Donning a “Make America Great Again” hat, Dion Cini lifted the “Trump 2020” sign high over his head as the giant, hollowed log plunged to watery depths below, the culmination of a journey through rocky caves, vine-strewn swamps and sun-drenched meadows, an excursion highlighted by visits with old friends named Br’er Fox, Br’er Bear and Br’er Rabbit.
Zip-a-Dee-Doo-Dah! Persons who do not meet the minimum height requirement of 40 inches may not be permitted to make America great again.
The incident was the second Disney World political stunt for Cini, who weeks ago unfurled a similar giant banner at Magic Kingdom. Cini also claimed responsibility for hanging a banner at Yankee Stadium in July and flashing it once more during a Broadway rendition of Disney’s film, “Frozen.”
Let it go.
After putting Cini’s annual pass on hold following the first Trump display, Disney decided this time around enough was enough, banning the New York City resident from its parks despite the aligning principles between making the country great again and Aladdin’s unquenchable desire for a whole new world.

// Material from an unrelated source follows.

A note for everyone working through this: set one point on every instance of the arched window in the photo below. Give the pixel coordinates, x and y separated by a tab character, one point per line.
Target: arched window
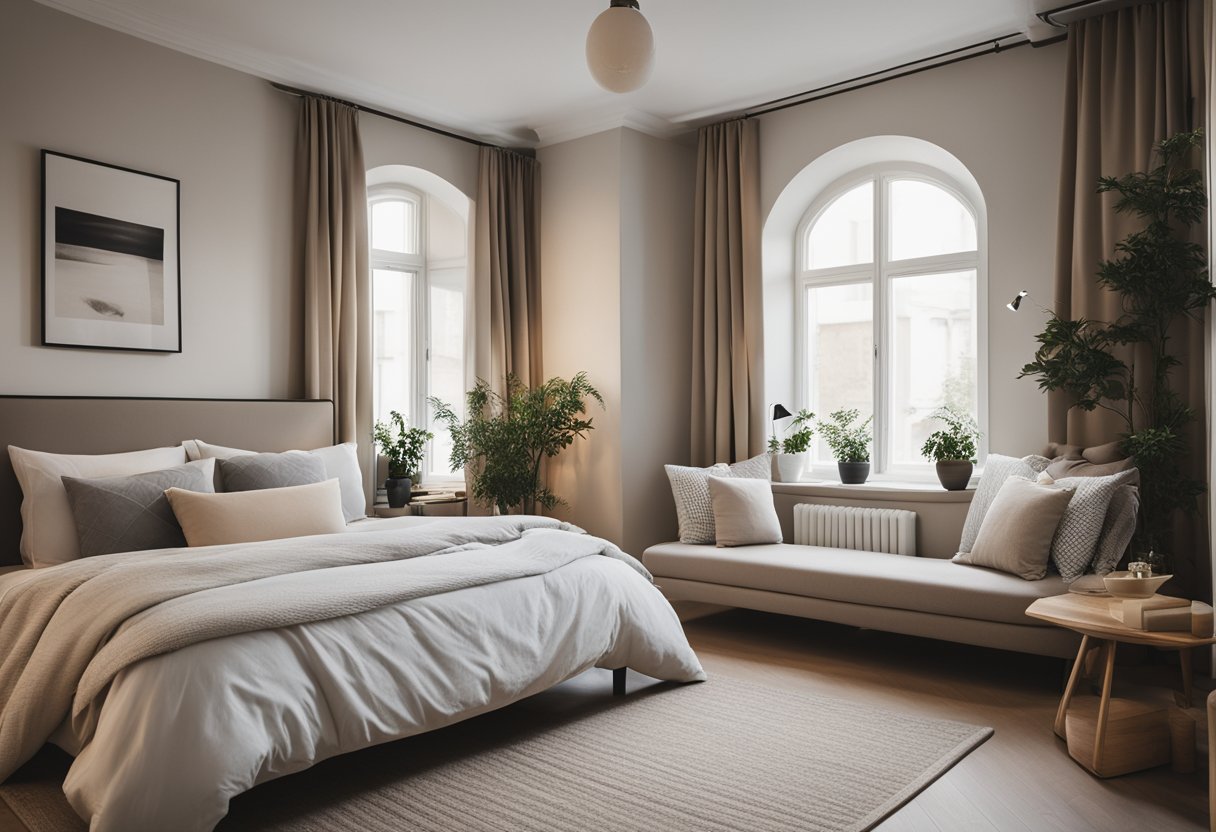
420	275
888	276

Cini posted a Facebook photo of the note he received from the Orange County Sheriff’s Office informing him of the ban.
“Trespassed from all of Walt Disney World properties to include, but not limited to, Theme Parks, Water Parks Resorts and Disney Springs,” the note read. “Conduct not welcome on WDW Property.”
“Banned for life from Walt Disney World for the 2nd time in a month," Cini vented on Facebook in response. "They hate my signs, or the President? Maybe both?”
Disney park policies, meanwhile, list “Unauthorized events, demonstrations or speeches, or the usage of any flag, banner or sign for commercial purposes, or to incite a crowd” as prohibited activities.
What is life coming to when poor unfortunate souls aren’t permitted to blatantly express political affiliation — the simple bare necessities — amidst imaginative children, seven dwarfs, Dumbo, Buzz Lightyear or Jiminy Cricket?
“I did not break the rules,” Cini told The Washington Post. “I was on a ride. I was not inciting a crowd. There was no crowd.”
Cini told the Post he intends to fight Disney’s Cruella de Vil-ish decision in court, but for everyone else, it doesn’t matter — it’s in the past.